D, you just go off the deep end whever you want. It's harmless. It must be like lancing a boil.

I for my part have no delicate patriotic streak. You'll not find me wrapping myself in the Union Flag and cursing critics of things British.

I'm not a terrorist sympathiser - but I think I can see why there is such strong anti-US, and anti-British, sentiment. Try and figure it out calmly.


----------



## Dudireno (Jan 17, 2005)

Snap, I think you are just avoiding the discussion. Not sure why. Maybe no backbone, maybe no argument, maybe no time, maybe no patience, maybe you didn't expect someone would challenge your US bashing on this forum. But telling me to calm down or that you can wind me up is definitly avoiding. I'm totally calm. 

Besides your comparisons of US and slaughtering, enslaving, looting are all in the shallow end of the pool.


----------



## K_OS (Dec 13, 2002)

> Lack of health insurance coverage causes 18,000 unnecessary American deaths a year. (That's six times the number of people killed on 9/11.) (NYT, Jan. 12, 2005.)
> 
> "U.S. childhood poverty now ranks 22nd, or second to last, among the developed nations. Only Mexico scores lower" (The European Dream, p.81). Been to Mexico lately? Does it look "developed" to you? Yet it's the only "developed" country to score lower in childhood poverty.
> 
> Twelve million American families--more than 10 percent of all U.S. households--"continue to struggle, and not always successfully, to feed themselves." Families that "had members who actually went hungry at some point last year" numbered 3.9 million (NYT, Nov. 22, 2004).


Maybe the US should get it's house in order before telling the rest of the world how it should conduct it's own business.

But I forget the Great American Motto *"Money before people"*

Laterz


----------



## Dudireno (Jan 17, 2005)

http://search.netscape.com/ns/boomf...http://www.unac.org/learn/wrld/starvation.htm

"By reading the newspapers, magazines and informative stuff I found out that about 13% of the people are starving in Canada and 45% of them are kids"

Starving, not hungry once last year but starving! 30 million in canada, 13% equals 3.9 million starving, 45% equals 1.755 million kids starving in canada. You guys love your stats. Maybe you need to start a free food program for all. Then you can have long lines at the grocery store, rotten produce, lots of rice, fairness, and justice.

Oh yea and did I understand you correctly when you said the US tried to get oil peacefully? Its kind of like admitting that it was impossible to get oil from those people peacfully. And it happens to be such a commodity that if you mess with its supply you are messing with lives wouldn't you agree. The whole world depends on it including you.


----------



## K_OS (Dec 13, 2002)

Dudireno said:


> Oh yea and did I understand you correctly when you said the US tried to get oil peacefully? Its kind of like admitting that it was impossible to get oil from those people peacfully. And it happens to be such a commodity that if you mess with its supply you are messing with lives wouldn't you agree. The whole world depends on it including you.
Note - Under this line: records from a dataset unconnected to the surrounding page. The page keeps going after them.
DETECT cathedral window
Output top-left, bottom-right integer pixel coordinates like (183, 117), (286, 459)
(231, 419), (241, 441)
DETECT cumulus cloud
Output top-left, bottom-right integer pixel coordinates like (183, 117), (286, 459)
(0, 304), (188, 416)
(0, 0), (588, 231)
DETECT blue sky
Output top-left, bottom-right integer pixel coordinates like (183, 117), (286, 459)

it probably went like this since the US has a track record with Sadam

US = Sadam can we have some oil?
Sadam = nope, the Europeans have 1st dibs on it.
US = give us the damn oil or we will blow the crap out of you.
Sadam = nope
US = ok now you asked for it.

6-12 months later after killing upwards of 100,000 Iraqi civilians the US controls Iraq installs a puppet government that is for all time subservient to the US wich means the US controls the 2nd biggest oil reserve in the world.

Laterz


----------



## Dudireno (Jan 17, 2005)

That was a funny dialogue.  

Europeans have first dibs because they were making money. You don't have a problem with that because it wasn't CEOs making money it was political leaders and that makes it OK. 

And don't forget who was commiting war crimes hiding amongst civilians. Who were the ones hiding in mosques? Who are the suicide bombers posing as families? The US is not deliberatly bombing soft targets. They bomb their own people. The US does not. Our media calls them "insurgants". What a nice politically correct way to label murder. If these were christian "insurgants" they would be labeled as religious motivated racist freak monsters.


----------



## MacNutt (Jan 16, 2002)

Always nice to watch a spin doctor at work. Or someone who has obviously bought into all of the left/lib anti-Bush spin at the very least.

-100,000 Iraqis were NOT killed by the USA during the thirty day period that it took to remove Saddam from power. Most were killed (and still ARE being killed) by radical "Islamic" terrorists...usually by suicide bombings, some by attacking innocent crowds with automatic weapons, a few by beheading and torture. Many of the radical elements who are comitting all of this mayhem are from outside of Iraq. They would dearly love to destabilise this oil-rich country so that they could take control of it themselves and become the newest wealthy tyrants in the region.

Only the USA is stopping that from happening. So far, it's working. But at a huge cost to the Americans.The Iraqis have freely voted for their own chosen government...which WASN"T the one that the States had favored, BTW..and they seem to be proceeding on towards full democracy. Despite all of the attacks and murder that are being visited upon them by these death merchants.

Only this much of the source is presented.